Das Argument für den zehnprozentigen Anteil von Bioethanol im Treibstoff sei in klimatischer Hinsicht also hinfällig, so der Misereor-Geschäftsführer. Er fordert dagegen, der weltweiten Hungerbekämpfung Priorität zu geben – wie es ja in den so genannten „Milleniumszielen“ festgelegt worden war, die es bis zum Jahr 2017 zu verwirklichen gilt.
„Die Ziele wurden 2000 formuliert, wir sind jetzt in 2011 – seither hat sich eigentlich in dieser Richtung wenig getan. Nun kommt man dazu, dass man sagt: Wir brauchen mehr Energiepflanzen, weil wir die Abhängigkeit – so war ja gestern die Argumentation – von der Erdölversorgung durch beispielsweise einen Gaddafi reduzieren wollen.

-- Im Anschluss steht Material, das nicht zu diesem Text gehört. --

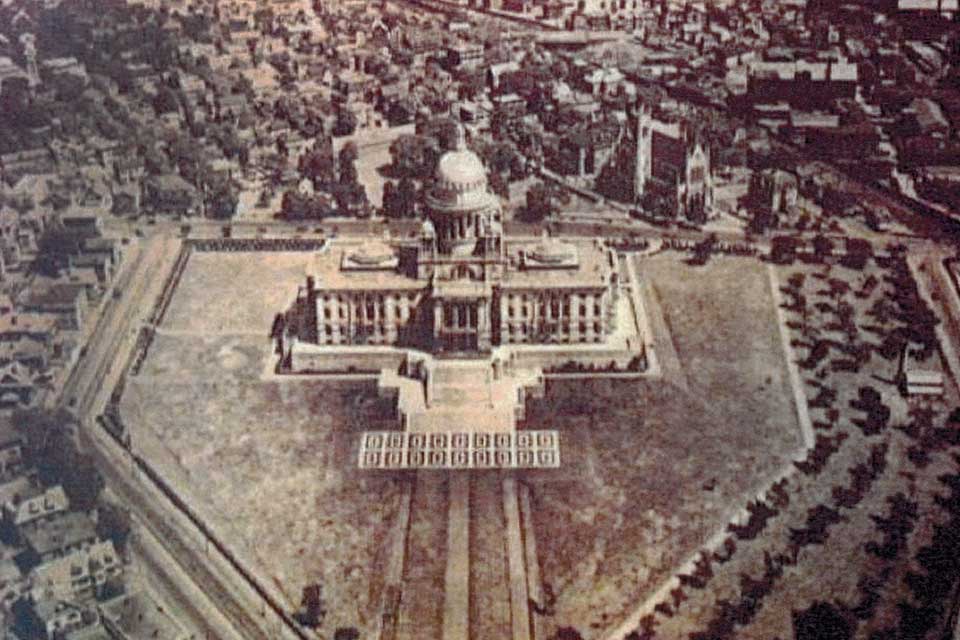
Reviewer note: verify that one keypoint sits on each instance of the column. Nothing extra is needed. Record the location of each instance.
(588, 303)
(390, 320)
(575, 316)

Aber so ein Argument kann man ja eigentlich nicht hinnehmen. Es müssen ganz andere Mechanismen der Einsparung und Umsteuerung von Energie in Betracht gezogen werden.“
Zum Beispiel über die Konstruktion effizienterer und umweltfreundlicherer Autos, schlägt Sayer vor. Enttäuscht zeigt er sich über die deutsche Bundeskanzlerin Angela Merkel. Diese habe sich bei Fragen der globalen Gerechtigkeit und der Klimagerechtigkeit auf dem G8-Gipfel in Heiligendamm vor vier Jahren noch engagiert gezeigt. Mit der Entscheidung für E 10 rücke sie von diesem Kurs nun ab, kritisiert der Geschäftsführer von Misereor.